“ALL THEY HAD TO DO WAS ASK”: Well, They Did, in the Form of a Subpoena You Ignored

After the former president of the United States ignored a subpoena, a few days ago the FBI obtained a warrant to search Trump’s Mar-a-Lago home for more classified documents and other materials he illegally removed from the White House at the end of his disastrous presidency. Predictably, all the right-wing talking heads, politicians, and their credulous followers are apoplectic, accusing the Justice Department and the FBI of having been “weaponized” against Trump and all his forces of good, and threatening biblical retribution on the Democratic forces of evil trying to shatter American democracy. As Adam Serwer of The Atlantic quotes various Republicans, they are all about law and order when Black Lives Matter protesters are in the streets or Democratic office-holders need investigating, but if law and order is applied to them, the FBI becomes “the gestapo.”

It used to be that bald-faced hypocrisy was disqualifying for government service; now, along with undermining democracy, it is one of the two defining characteristics of the GOP, even at its highest levels: witness Trump continuously claiming the Fifth at his recent deposition in Manhattan, after years of deriding anyone claiming the Fifth as obviously guilty; or former and possible future House Speaker Kevin McCarthy blaming Trump for January 6th immediately after the insurrection but a mere eight days later groveling at Mar-a-Lago and kissing the ring of the former president; or former and possibly future Senate Majority Leader Mitch McConnell also angrily blaming Trump for the assault on the Capitol and the Constitution that day and not long after stating that he would “absolutely” vote for Trump if he is the 2024 nominee.

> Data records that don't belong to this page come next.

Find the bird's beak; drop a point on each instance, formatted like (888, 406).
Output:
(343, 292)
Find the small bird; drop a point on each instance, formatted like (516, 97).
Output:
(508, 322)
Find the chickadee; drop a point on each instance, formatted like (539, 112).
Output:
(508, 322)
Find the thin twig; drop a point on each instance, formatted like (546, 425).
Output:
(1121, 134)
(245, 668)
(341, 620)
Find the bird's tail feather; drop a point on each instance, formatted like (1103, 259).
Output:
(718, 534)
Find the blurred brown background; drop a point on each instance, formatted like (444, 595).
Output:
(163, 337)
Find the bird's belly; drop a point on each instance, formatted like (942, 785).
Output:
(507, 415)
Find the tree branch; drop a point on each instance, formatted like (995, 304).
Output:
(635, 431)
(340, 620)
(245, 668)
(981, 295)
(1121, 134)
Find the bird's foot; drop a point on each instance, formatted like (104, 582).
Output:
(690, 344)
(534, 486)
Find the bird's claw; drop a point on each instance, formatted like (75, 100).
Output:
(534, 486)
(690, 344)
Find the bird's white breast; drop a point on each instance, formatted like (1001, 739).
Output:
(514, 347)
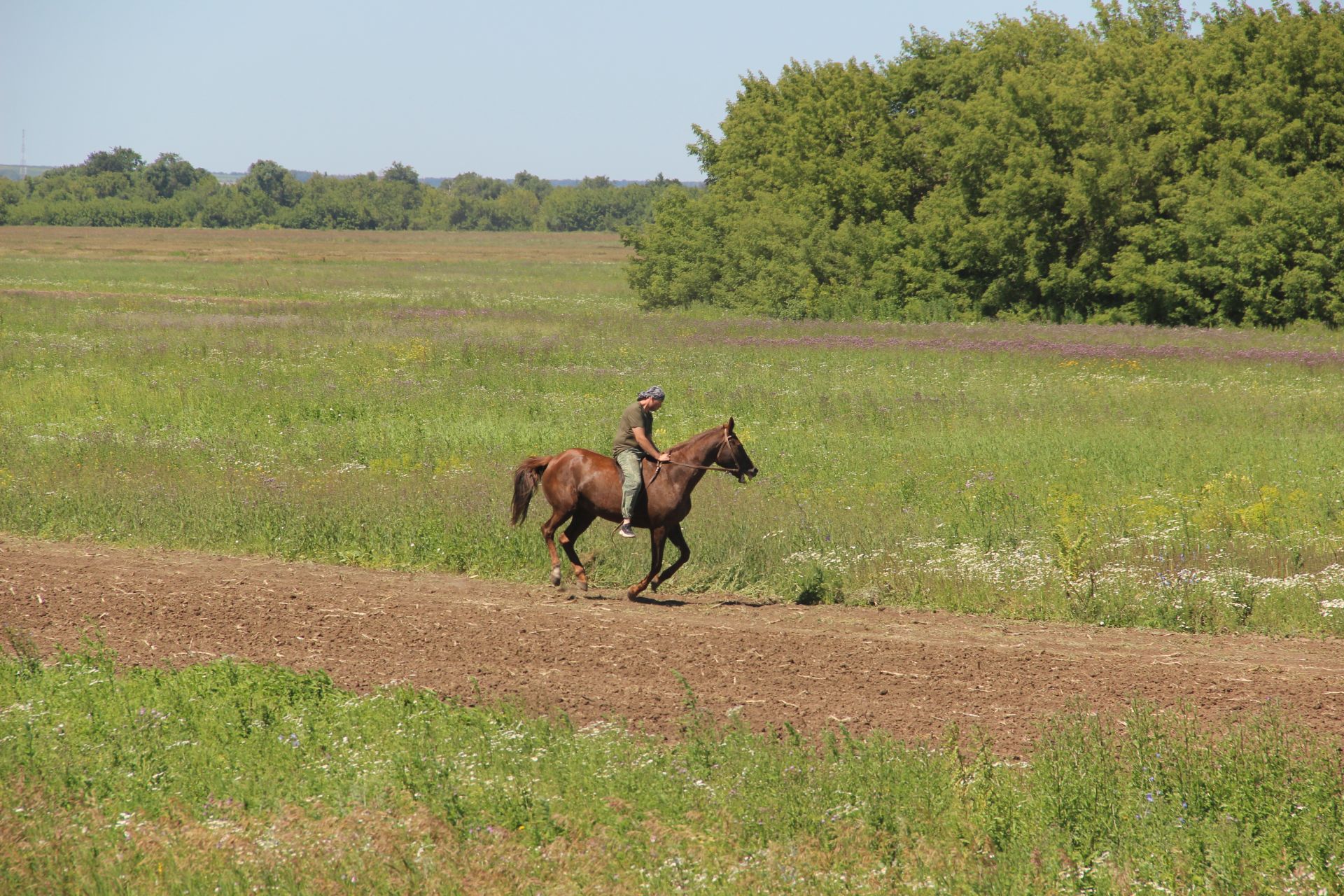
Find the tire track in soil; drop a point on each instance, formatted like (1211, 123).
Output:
(601, 656)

Or there’s the amazing gymnast cum contortionist Lindsey Graham, calling Trump (1) an “idiot” and “unfit for office” in 2016 (cited by Mark Leibovich in a brilliant takedown of Graham and McCarthy), then (2) squeezing himself back into the Dear Leader’s oozy embrace during Trump’s presidency, then (3) flipping again by declaiming to loud huzzahs on the senate floor the night of January 6th that “Today all I can say is count me out. Enough is enough,” and shortly after (4) flipping back to MAGA orthodoxy, having tested the wind yet again. In the wide, wide world of political gymnastics, Graham smiles in the warm glow of the spectators’ applause. He has just scored a perfect 10 on the (Senate) Floor Exercise event, performing what may be called a Lindsey Quadruple, or a Lindsey Quad as his friends might say. Apparently, in the Republican party of Trump, McCarthy, McConnell, and Graham, there is no longer any shame to be attached to hypocrisy—staying true to some moral standard, or even just to what you said last week, is a game for fools.

Have I mentioned that the country is in decline, albeit, one can only hope, not a permanent and irreversible one? While hypocrisy and authoritarianism define Trump’s party, truth is now its official enemy. There are a few honest (and brave) elected conservative Republicans—Liz Cheney foremost among them—but the party is still Trump’s, and is likely to continue to be so for the foreseeable future. Truth, like the truth about the 2020 election for starters, is anathema to the Trumpanistas. If truth wins, they lose—and they know it. Some, like Greene, Gosar, Boebert, Jordan, and their ilk are so rabid, so intellectually impoverished, that one is tempted to think that they truly believe their idiocies. Jewish space-lasers changing Trump votes to Biden? Secretive Italian operators doing the same? Well, if nothing else, we have established beyond question that jaw-dropping ignorance, head-spinning fantasies, and totalitarian instincts are no bars to being elected to congress—or to the presidency.

During the era of the Vietnam War, there was a saying among conservatives: “My country, right or wrong” (the original 1872 quote from Carl Schurz was “My country, right or wrong; if right, to be kept right; if wrong, to be set right”). Now, that dubious half-quote is long gone. Now the unstated standard in the GOP is: My party, my clan, right or wrong—to hell with the country. And we can even see the next and final step: Me, my position, my power; all else—country, honor, courage, truth—is just the posturing I do to get elected and stay in office.